State Key Laboratory of Efficient Utilization of Arid and Semi-arid Arable Land in Northern China, Institute of Agricultural Resources and Regional Planning, Chinese Academy of Agricultural Sciences, Beijing 100081, China.
State Key Laboratory of Metastable Materials Science and Technology, Hebei Key Laboratory of Heavy Metal Deep Remediation in Water and Resource Reuse, School of Environmental and Chemical Engineering, Yanshan University, Qinhuangdao 066004, China.
J Hazard Mater. 2024 Aug 5;474:134768. doi: 10.1016/j.jhazmat.2024.134768. Epub 2024 May 29.
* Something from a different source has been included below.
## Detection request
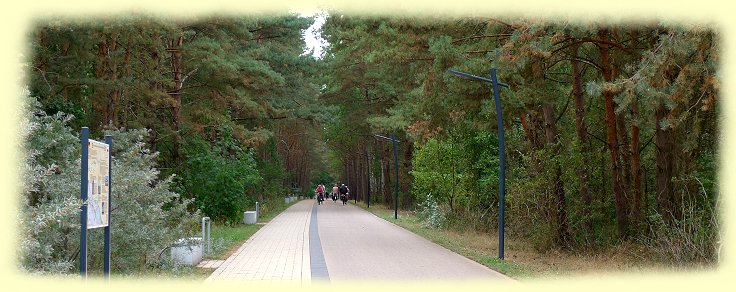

Cadmium (Cd) and microplastics (MPs) gradually increased to be prevalent contaminants in soil, it is important to understand their combined effects on different soil-plant systems. We studied how different doses of polylactic acid (PLA) and polyethylene (PE) affected Cd accumulation, pakchoi growth, soil chemical and microbial properties, and metabolomics in two soil types. We found that high-dose MPs decreased Cd accumulation in plants in red soil, while all MPs decreased Cd bioaccumulation in fluvo-aquic soil. This difference was primarily attributed to the increase in dissolved organic carbon (DOC) and pH in red soil by high-dose MPs, which inhibited Cd uptake by plant roots. In contrast, MPs reduced soil nitrate nitrogen and available phosphorus, and weakened Cd mobilization in fluvo-aquic soil. In addition, high-dose PLA proved detrimental to plant health, manifesting in shortened shoot and root lengths. Co-exposure of Cd and MPs induced the shifts in bacterial populations and metabolites, with specific taxa and metabolites closely linked to Cd accumulation. Overall, co-exposure of Cd and MPs regulated plant growth and Cd accumulation by driving changes in soil bacterial community and metabolic pathways caused by soil chemical properties. Our findings could provide insights into the Cd migration in different soil-plant systems under MPs exposure. ENVIRONMENTAL IMPLICATION: Microplastics (MPs) and cadmium (Cd) are common pollutants in farmland soil. Co-exposure of MPs and Cd can alter Cd accumulation in plants, and pose a potential threat to human health through the food chain. Here, we investigated the effects of different types and doses of MPs on Cd accumulation, plant growth, soil microorganisms, and metabolic pathways in different soil-plant systems. Our results can contribute to our understanding of the migration and transport of Cd by MPs in different soil-plant systems and provide a reference for the control of combined pollution in the future research.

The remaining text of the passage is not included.